They Just Don’t Get It
I feel like, aside Eric Cantor’s dreams of being Newt Gingrich and a standing policy-preference for more corporate and capital gains tax cuts, there are a few conceptual problems that the entirety of the Republican leadership, and much of the conservative commentariat, have about our current economic crisis.
1. Unemployment is, aside from other economic problems (low growth, the financial crisis), is really bad for the welfare of people. This central fact can be elided by models of recessions which assume an average level of income and take a 100% welfare loss to one person being the same as a 1% loss to 100 people (Matt Rognlie has a better, more technical explanation here) and by the fact that, even if the income and modelable effects of unemployment aren’t huge, the happiness effects are very strong. Now, because unemployment is such a big deal politically and too individuals, we can expect the Republicans to get immediate political comeuppance if they can be effectively portrayed as anti-stimulus, and therefore anti-job.But, on the other hand, if unemployment remains too high, then expect Democrats to get pummeled in 2010 and 2012.
2. We really do need stimulus. Republicans and conservatives have had a variety of strategies to avoid confronting this essential fact. One is to adopt the absurd argument, most prominently promulugated by Eugen Fama of U Chicago, that because of the NIPA savings-investment accounting identity (basically, that private sector investment is equal to private savings, corporate savings and the likely-to-be-negative government deficit) means that stimulus can’t work to increase growth or decrease unemployment, in the long term.
The other bad, and equally silly, argument is the one spread by Michael Steele that the government can’t create jobs. This ignores the fact that actually the government creates plenty of real jobs but also that just getting people to work and getting money in their pockets may not be ideal, but as far as closing the output gap, stimuluating spending and increases general welfare, it’s a fine strategy.
There’s also the lack of recognition of the fact that monetary policy has failed and that, unless we want to just wallow in low growth and unemployment, we need to think of some way to close the output gap and stoke consumption. Becuase of this total ignorance about the need for fiscal policy to stimuluate the economy, we generally haven’t heard the good, constructive conservative stimulus proposals like this one sketched out by Greg Mankiw or this one by Bruce Bartlett. And because Republicans have become such No-Nothings, they weren’t able to constructively criticize the Obama stimulus plan. As Noam Scheiber argued, this should have been an engineering debate, not a poltical one. So, the GOP could have agitated to put in more payroll tax cuts or to reinstate the Investment Tax Credit or criticized genuinely non-stimulative spending. Instead, they made their baseline position an opposition to stimulus spending at all and 36/41 on the senate voted for the insane Jim Demint tax cut proposal. And where the centrists did go after the bill, they took out of the most stimulative parts.

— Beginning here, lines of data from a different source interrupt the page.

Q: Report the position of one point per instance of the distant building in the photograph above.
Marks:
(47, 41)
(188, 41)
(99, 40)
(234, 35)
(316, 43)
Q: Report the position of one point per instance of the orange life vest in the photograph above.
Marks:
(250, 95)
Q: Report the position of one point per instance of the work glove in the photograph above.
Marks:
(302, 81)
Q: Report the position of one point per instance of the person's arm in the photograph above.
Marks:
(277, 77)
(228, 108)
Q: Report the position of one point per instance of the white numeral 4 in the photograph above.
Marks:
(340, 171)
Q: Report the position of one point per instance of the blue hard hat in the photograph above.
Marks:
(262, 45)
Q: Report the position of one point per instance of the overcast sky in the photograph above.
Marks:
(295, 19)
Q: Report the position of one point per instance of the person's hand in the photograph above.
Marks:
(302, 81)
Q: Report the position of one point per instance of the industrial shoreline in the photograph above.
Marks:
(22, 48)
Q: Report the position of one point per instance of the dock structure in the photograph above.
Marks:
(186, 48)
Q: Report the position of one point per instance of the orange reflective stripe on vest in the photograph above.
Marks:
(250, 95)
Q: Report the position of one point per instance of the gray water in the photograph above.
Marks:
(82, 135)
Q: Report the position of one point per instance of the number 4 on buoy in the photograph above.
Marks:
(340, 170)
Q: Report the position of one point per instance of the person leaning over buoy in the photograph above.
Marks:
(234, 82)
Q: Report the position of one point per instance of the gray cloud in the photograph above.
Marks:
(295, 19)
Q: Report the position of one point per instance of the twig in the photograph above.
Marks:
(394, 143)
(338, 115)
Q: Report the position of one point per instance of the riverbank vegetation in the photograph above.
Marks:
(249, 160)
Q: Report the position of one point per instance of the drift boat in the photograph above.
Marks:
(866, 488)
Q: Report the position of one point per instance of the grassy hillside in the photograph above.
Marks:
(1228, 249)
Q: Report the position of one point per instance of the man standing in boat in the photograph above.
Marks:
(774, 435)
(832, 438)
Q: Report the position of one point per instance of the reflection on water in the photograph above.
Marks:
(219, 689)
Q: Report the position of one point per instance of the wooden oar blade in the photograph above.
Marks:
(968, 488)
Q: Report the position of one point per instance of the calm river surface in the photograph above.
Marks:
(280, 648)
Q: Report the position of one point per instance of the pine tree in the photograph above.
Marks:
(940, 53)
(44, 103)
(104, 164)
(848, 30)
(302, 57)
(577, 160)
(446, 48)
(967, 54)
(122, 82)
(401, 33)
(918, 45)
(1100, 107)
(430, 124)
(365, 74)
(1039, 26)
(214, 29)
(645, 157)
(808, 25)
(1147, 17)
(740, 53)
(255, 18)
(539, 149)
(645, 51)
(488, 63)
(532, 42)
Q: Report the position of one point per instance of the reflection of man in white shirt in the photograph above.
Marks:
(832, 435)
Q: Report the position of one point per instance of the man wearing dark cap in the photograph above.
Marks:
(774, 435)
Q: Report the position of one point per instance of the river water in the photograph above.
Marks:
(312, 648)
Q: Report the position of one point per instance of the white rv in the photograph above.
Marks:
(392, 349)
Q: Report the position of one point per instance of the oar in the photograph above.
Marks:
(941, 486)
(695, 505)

But the main things one and two the Republicans understand all lead up to the big number three.
3. This recession really is different from past one. Not only are the drops in employment, growth and projected length exceed both the post WWII average, but they are probably only matched by the Great Depression, but there is no mechanism for us to naturally climb out the hole. As opposed to other recessions, where we eventually climbed out “naturally” (more or less), this recession, because it’s driven by a total crisis/freeze in the financial sector, could last indefinitely. Just look at Japan, which after 20 years of unimpressive growth, has had a one quarter GDP drop of 3.3 percent, with more bad times likely to come. As Matt Yglesias points out, Japan still hasn’t really fixed the problems that lead to the lost decade, and was able to climb out of the hole due to American-lead consumption of their exports.
But an export-lead recovery obviously isn’t an option if the entire world economy is tanking. So, we can’t just sit on our hands and pray for a reversion for the mean. In a depression, or a really large recession, or a finance-driven deep recession or whatever you want to call it, you can either wait a really, really long time and have the entire world face declining living standards for that entire time or you can try to take aggressive, quick action to get things back into shape. Now, obviously, there is no guarantee that whatever government action, be it stimulus or some sort of shock-fix to the financial sector. As far as I can tell, congressional Republicans and some commentators simply don’t understand the gravity of the crisis, or in Rush Limbaugh’s case, hope that Democrats fail anyway.